Certainly, it’s impossible to blame any one mass killing — including the Las Vegas slaughter — on any one set of social variables. Still, in the same way no single heat wave can be ascribed to climate change, but years of record-breaking temperatures point to a planet running a fever, so too does our increasing gun violence suggest a certain national soul-sickness. From 1982 to 2011, mass shootings occurred in the U.S. about once every 173 days — an already horrific figure. Since then, such killings have happened more than three times as frequently — once every 58 days. That rising tide of blood isn’t happening by itself.
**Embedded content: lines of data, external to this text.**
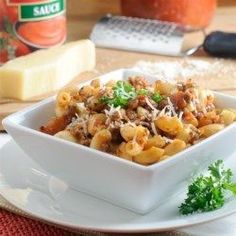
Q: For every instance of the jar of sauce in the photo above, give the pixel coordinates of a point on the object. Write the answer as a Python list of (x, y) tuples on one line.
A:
[(195, 14), (28, 25)]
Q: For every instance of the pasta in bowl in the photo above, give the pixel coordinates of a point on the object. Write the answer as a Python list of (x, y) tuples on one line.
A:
[(127, 138), (136, 120)]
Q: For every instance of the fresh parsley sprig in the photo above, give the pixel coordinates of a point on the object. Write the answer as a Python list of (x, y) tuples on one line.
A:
[(156, 97), (207, 193), (123, 92)]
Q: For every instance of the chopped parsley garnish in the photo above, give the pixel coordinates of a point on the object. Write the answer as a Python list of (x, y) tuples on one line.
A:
[(156, 97), (123, 92), (142, 92), (207, 193)]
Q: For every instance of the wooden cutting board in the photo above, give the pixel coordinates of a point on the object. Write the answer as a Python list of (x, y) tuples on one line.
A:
[(221, 77)]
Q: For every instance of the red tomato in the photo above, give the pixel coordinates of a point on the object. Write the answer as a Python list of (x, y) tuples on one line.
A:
[(188, 12), (3, 56), (2, 12)]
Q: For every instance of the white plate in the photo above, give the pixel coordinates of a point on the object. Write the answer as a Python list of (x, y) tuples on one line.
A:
[(32, 190)]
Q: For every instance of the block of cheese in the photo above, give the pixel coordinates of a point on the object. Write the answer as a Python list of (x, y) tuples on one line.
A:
[(45, 70)]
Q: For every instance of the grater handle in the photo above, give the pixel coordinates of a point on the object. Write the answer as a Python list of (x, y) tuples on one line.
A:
[(220, 44)]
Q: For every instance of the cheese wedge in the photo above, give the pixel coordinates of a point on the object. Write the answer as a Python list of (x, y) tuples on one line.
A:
[(45, 70)]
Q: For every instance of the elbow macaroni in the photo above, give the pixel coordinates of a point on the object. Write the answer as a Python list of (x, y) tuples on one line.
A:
[(144, 130)]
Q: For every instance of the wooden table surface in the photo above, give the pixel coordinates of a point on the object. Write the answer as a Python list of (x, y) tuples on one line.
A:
[(83, 14)]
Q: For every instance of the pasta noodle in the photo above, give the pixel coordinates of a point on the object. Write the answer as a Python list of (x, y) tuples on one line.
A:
[(136, 121)]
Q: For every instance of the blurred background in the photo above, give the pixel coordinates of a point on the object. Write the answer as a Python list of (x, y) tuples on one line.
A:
[(82, 14)]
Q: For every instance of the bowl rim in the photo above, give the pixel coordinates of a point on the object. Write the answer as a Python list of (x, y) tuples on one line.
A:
[(11, 121)]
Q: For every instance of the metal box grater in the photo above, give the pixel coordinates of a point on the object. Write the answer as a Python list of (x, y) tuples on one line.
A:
[(136, 34)]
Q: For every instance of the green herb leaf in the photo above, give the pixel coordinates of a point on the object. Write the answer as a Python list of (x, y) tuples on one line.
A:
[(206, 193), (231, 187), (142, 92), (156, 97), (123, 92)]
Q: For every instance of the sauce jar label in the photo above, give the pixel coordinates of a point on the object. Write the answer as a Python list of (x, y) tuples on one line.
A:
[(28, 25)]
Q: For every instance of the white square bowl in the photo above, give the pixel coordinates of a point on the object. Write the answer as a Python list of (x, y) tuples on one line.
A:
[(126, 184)]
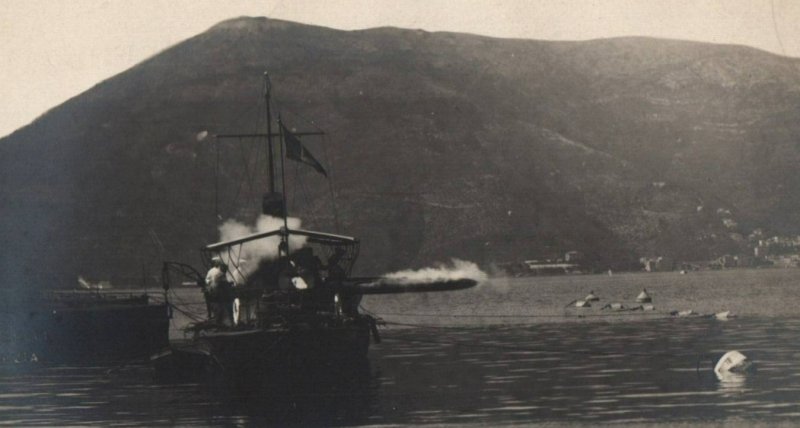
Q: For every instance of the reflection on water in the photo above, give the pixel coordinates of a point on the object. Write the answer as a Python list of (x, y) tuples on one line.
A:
[(657, 370), (466, 368)]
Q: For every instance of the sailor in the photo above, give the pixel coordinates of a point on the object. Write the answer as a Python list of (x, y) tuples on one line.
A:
[(643, 297), (219, 294)]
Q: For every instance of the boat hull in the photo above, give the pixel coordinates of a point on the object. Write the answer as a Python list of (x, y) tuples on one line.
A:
[(267, 357), (86, 332)]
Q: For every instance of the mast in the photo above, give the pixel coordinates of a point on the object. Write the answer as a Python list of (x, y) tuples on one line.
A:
[(285, 234), (270, 156)]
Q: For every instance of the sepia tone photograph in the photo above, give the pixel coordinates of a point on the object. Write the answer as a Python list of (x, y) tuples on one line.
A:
[(399, 213)]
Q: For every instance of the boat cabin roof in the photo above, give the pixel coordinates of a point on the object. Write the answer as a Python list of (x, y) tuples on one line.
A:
[(313, 237)]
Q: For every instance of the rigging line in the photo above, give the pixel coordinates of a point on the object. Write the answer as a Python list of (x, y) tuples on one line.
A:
[(775, 27), (325, 143), (331, 192), (304, 193), (235, 200), (246, 165)]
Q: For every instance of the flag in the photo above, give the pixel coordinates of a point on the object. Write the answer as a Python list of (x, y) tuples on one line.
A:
[(297, 152)]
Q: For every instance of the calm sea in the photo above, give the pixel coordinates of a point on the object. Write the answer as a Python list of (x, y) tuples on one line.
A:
[(505, 353)]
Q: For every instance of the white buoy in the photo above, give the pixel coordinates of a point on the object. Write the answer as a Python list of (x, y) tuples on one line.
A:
[(236, 311), (643, 297), (299, 283), (724, 316), (591, 297), (732, 362), (614, 306)]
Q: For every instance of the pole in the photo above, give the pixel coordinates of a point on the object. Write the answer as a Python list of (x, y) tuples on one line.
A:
[(270, 159), (285, 234)]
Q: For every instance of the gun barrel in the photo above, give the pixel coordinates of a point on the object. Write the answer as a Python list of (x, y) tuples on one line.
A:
[(396, 286)]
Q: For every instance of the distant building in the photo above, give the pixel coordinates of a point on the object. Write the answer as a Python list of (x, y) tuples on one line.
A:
[(658, 264), (727, 261), (573, 256)]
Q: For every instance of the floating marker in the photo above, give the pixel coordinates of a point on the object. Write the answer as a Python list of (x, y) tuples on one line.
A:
[(732, 362), (614, 306), (643, 297), (724, 316)]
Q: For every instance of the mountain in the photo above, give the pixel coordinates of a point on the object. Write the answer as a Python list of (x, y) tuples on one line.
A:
[(439, 145)]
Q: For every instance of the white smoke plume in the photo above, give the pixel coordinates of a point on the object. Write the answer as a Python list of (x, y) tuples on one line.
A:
[(242, 262), (457, 269)]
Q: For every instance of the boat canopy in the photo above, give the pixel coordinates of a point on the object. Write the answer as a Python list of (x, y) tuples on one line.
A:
[(313, 237)]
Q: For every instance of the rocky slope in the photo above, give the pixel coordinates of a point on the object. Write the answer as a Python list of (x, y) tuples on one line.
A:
[(439, 145)]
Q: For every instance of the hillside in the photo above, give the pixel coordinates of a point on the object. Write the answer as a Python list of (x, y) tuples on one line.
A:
[(439, 145)]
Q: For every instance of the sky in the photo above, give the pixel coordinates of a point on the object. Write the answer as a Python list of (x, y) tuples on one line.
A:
[(53, 50)]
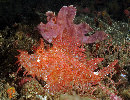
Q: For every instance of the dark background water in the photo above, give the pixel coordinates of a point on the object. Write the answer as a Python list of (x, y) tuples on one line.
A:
[(32, 11)]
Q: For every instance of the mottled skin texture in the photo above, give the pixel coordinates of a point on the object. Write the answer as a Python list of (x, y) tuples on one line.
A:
[(64, 66)]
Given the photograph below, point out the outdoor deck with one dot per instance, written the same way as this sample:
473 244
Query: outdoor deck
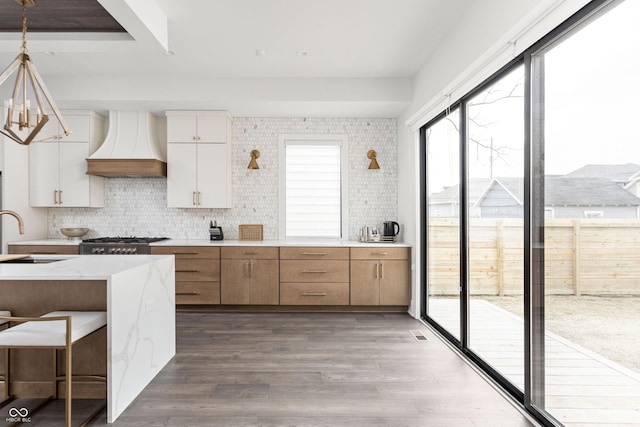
582 388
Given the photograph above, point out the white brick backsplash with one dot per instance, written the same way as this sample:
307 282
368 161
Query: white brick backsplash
138 206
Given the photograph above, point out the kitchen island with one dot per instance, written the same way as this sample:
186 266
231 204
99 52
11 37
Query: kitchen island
138 294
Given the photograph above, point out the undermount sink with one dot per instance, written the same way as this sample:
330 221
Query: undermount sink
30 260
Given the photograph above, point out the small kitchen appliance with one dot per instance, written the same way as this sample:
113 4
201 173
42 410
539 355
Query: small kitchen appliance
215 231
390 229
118 245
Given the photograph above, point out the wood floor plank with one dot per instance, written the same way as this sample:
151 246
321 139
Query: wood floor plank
313 370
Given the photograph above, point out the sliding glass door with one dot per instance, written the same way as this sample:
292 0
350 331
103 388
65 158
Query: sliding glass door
531 220
443 219
588 209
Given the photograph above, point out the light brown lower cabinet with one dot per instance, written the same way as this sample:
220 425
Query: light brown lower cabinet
380 276
197 273
314 276
249 275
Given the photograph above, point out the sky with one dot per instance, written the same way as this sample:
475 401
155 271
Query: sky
592 107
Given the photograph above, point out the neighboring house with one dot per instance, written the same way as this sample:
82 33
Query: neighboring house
626 175
565 197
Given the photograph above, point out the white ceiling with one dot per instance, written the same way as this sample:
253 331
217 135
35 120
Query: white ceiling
361 56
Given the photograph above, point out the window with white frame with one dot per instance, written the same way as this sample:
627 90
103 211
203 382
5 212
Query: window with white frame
313 176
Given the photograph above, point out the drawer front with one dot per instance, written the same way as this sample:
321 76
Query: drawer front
314 271
249 252
314 294
44 249
197 270
380 253
313 253
187 251
197 292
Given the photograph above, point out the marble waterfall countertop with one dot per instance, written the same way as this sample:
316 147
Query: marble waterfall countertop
206 242
140 299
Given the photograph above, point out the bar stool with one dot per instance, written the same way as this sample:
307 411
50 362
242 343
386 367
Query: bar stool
57 330
4 324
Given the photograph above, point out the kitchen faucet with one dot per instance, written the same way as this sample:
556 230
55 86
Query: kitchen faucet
16 216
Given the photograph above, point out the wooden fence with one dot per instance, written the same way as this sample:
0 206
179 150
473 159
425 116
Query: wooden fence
582 256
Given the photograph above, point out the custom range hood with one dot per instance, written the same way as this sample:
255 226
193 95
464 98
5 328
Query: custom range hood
132 147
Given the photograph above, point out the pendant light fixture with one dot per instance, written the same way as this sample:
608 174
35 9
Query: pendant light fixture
24 119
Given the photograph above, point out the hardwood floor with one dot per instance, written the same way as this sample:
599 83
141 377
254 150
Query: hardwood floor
311 369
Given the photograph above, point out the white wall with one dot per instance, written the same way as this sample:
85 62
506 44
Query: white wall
138 206
489 35
14 162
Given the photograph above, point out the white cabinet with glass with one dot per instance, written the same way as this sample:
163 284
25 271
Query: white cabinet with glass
199 159
58 168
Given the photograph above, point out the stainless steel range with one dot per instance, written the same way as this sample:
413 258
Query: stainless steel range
118 245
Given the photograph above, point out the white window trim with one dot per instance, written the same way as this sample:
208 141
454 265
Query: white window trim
330 139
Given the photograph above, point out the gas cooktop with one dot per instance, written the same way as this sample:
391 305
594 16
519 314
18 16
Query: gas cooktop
125 240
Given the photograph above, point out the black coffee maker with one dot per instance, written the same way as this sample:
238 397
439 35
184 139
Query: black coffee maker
390 229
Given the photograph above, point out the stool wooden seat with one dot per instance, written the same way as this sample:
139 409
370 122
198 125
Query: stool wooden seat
57 330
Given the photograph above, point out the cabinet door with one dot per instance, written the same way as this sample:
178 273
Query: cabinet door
181 129
212 129
365 285
43 174
235 281
395 288
181 175
213 178
74 183
265 284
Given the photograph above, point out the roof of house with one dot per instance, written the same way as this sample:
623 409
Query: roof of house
559 191
620 174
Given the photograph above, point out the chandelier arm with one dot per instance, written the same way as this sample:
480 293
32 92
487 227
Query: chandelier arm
10 69
47 95
36 92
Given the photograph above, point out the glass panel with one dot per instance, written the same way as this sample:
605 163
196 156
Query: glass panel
592 240
495 198
313 193
443 219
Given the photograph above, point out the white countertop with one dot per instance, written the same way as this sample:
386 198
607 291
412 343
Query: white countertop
75 267
205 242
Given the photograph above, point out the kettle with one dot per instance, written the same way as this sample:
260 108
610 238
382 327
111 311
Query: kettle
390 228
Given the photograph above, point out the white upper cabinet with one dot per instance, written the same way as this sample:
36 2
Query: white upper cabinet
199 159
58 168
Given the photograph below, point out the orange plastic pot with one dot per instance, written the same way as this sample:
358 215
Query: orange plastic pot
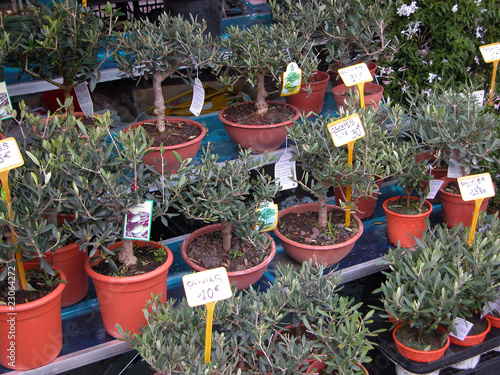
243 279
259 138
185 150
31 333
122 299
312 101
473 339
419 355
331 254
402 228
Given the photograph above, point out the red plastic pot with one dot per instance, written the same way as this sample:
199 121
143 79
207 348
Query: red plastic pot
311 102
259 138
185 150
242 279
122 299
401 228
331 254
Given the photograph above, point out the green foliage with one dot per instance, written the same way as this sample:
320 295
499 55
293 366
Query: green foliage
247 337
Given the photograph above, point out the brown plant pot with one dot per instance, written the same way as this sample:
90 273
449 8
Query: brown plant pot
242 279
455 210
373 94
311 102
402 228
37 330
331 254
185 150
259 138
122 299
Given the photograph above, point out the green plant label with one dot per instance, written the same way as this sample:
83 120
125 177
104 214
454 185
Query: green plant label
490 52
268 216
206 286
137 223
476 186
10 155
355 74
346 129
292 79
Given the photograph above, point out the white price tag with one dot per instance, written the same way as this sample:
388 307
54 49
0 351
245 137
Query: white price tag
434 186
476 186
10 155
84 99
284 171
346 130
490 52
355 74
462 327
207 286
198 98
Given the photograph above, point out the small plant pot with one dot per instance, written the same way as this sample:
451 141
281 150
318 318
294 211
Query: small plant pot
402 228
311 102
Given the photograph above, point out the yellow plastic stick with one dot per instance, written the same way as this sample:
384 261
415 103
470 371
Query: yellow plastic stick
4 178
477 207
208 332
493 77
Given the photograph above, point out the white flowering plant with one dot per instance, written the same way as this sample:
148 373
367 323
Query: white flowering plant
439 42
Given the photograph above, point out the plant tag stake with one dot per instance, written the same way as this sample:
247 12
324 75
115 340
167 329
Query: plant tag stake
137 223
198 98
268 216
10 158
358 75
476 188
206 288
292 79
346 131
491 53
284 172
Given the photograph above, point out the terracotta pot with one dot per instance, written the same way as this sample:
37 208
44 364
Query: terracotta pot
335 77
259 138
365 205
122 299
185 150
373 94
331 254
242 279
401 228
419 355
31 333
473 339
455 210
311 102
317 366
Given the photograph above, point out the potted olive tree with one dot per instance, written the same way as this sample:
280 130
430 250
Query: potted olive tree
70 41
230 194
157 50
248 339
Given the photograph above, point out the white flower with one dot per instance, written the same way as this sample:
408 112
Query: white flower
407 10
431 78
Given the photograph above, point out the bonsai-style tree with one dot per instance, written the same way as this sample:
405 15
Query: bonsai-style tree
71 43
228 193
248 340
159 50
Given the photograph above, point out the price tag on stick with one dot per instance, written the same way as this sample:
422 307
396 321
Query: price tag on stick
206 288
476 188
10 158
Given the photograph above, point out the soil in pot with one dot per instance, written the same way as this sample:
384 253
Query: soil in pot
303 228
245 113
148 259
207 251
175 134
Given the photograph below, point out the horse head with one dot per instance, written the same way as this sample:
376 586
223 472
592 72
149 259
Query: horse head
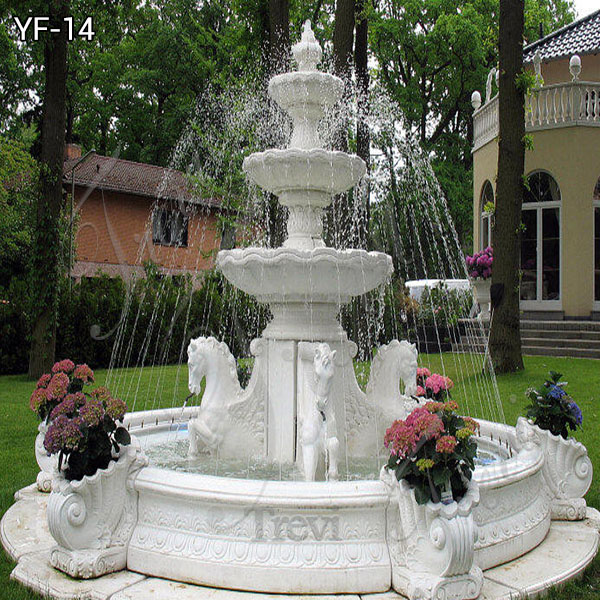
197 364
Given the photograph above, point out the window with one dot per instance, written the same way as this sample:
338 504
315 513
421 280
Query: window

In a less combative political environment, reasonable people could agree on reasonable solutions to the gun scourge, or at the very least to study and treat the problem like the public health emergency it is. But the same spittle-flying fury that has us shouting past one another on cable news and talk radio prevents any rational debate in state legislatures or Congress. So the guns — an estimated 300 million of which are currently in circulation — continue to flow into the communities, where they mix with the rage, which bumps into mental illness, and inevitably something blows.
“We live in a culture that doesn’t like multi-variate equations,” says Kimmel, “but there are a lot of variables at play here.”
Murder, of course, can never be reduced to math, but math does have something to say in all this. Change a factor on the left side of an equal sign, and you get a different result on the right. Each of us is a part owner of our national anger, and each of us can play some small role in fixing that problem.